Lozan da bir “İngiliz oyunu”nu daha bozan ve “Umum Kürt Amele ve Esnaf Cemiyyeti Reisi Salih Kahya” adına Erzurumlu İsa – Zade Ahmet , İstanbul ’da “Umum Kürtler” adına “Lolan Aşireti Reisi ve sabık Kürt Gençler Cemiyeti Reisi [Düzer] –zade Dersimli Mehmet Sabri ” tarafından İngiltere Dışişleri Bakanı Lord Curzon’a gönderilen tarihsel mektup :

“Bugünlerde - Lozan Konferansı görüşmelerinde- İngiltere Delegasyonu Reisi Lord Curzon’un Kürtlere bağımsızlık verilmesi fikrini ortaya atarak, Kürtlerin hamisi tavrını takınmasını şaşkınlıkla karşıladık.

Kürtlerin tarihi geçmişi:
Biz Kürtler Turan neslinden bir kavimiz.

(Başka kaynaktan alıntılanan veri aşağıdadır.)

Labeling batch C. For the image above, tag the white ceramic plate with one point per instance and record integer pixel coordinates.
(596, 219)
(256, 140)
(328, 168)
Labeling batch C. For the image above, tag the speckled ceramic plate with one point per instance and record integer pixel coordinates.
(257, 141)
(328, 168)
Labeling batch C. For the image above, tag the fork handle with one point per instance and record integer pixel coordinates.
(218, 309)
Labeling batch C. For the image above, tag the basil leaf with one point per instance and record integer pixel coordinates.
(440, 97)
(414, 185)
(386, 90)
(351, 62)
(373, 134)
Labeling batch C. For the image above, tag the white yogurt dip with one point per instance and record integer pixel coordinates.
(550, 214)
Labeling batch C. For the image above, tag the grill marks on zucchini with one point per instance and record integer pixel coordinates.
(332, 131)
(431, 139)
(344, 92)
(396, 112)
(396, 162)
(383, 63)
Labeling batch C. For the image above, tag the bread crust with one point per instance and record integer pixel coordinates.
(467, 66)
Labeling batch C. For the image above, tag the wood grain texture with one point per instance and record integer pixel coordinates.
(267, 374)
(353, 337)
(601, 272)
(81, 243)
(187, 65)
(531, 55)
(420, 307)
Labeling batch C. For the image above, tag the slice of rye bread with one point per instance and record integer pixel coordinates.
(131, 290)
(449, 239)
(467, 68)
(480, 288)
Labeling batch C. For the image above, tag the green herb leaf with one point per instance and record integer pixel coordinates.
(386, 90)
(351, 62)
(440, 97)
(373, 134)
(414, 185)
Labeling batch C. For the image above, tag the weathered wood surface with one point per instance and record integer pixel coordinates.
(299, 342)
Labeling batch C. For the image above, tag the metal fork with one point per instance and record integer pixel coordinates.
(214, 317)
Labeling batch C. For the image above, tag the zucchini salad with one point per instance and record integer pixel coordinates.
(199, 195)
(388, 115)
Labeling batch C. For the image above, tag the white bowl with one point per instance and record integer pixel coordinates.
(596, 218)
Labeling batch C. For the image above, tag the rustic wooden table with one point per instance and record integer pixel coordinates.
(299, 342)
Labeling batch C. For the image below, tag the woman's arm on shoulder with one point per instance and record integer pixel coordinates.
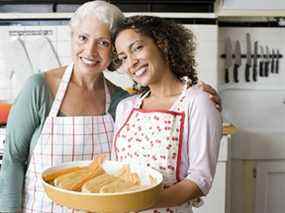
(205, 131)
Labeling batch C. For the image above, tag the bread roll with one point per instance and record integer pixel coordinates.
(94, 185)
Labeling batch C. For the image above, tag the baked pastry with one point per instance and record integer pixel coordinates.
(75, 180)
(94, 185)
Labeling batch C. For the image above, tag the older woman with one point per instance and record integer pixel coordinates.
(63, 114)
(171, 125)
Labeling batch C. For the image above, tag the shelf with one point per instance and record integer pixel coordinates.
(249, 13)
(13, 16)
(250, 86)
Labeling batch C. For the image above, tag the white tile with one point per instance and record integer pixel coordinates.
(63, 33)
(63, 48)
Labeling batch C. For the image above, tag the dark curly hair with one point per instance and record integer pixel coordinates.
(175, 42)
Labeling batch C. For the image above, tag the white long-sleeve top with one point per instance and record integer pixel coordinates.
(201, 136)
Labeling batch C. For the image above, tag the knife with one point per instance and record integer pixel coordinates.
(254, 70)
(248, 57)
(272, 61)
(237, 60)
(261, 62)
(277, 62)
(266, 68)
(228, 62)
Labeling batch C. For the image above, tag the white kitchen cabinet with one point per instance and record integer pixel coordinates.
(218, 199)
(270, 187)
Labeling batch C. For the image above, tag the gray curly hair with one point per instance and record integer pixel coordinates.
(104, 11)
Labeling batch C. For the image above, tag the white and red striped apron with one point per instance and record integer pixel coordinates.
(154, 138)
(65, 139)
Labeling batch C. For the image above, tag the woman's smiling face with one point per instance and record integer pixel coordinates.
(91, 46)
(140, 57)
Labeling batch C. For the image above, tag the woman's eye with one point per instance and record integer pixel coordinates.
(104, 43)
(137, 48)
(122, 59)
(82, 38)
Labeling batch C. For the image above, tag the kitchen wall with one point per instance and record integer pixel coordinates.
(257, 109)
(14, 62)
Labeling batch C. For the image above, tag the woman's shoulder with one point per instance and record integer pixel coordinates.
(197, 97)
(34, 82)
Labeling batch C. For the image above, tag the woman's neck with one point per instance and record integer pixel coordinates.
(168, 86)
(88, 82)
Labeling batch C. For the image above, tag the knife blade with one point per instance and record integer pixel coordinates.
(266, 67)
(277, 62)
(254, 69)
(237, 62)
(248, 57)
(261, 62)
(272, 61)
(228, 61)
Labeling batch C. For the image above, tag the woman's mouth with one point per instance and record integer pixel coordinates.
(89, 61)
(140, 72)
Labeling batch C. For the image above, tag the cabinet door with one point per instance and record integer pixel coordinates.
(270, 187)
(216, 200)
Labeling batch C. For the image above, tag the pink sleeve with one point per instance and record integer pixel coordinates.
(204, 134)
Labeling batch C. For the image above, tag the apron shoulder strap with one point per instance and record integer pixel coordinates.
(61, 91)
(107, 95)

Milli ananelerimiz ve özelliklerimizden (yiğitlik, kahramanlık vb.) dolayı Türkler bize ‘yiğit ve cesur’ manasına gelen Kürt adını vermişlerdir. Kürt adıyla anılan ve büyük hizmetleri geçen kahramanların adlarının yaşaması amacıyla ‘Deminan’ , ‘Hayderan’ , ‘Kureyşan’ ve ‘Lolan’ gibi isimler kabile ve aşiretlere verilmiştir. Bu aşiretler, bugün anavatanın Doğu Türklerini oluşturmaktadır.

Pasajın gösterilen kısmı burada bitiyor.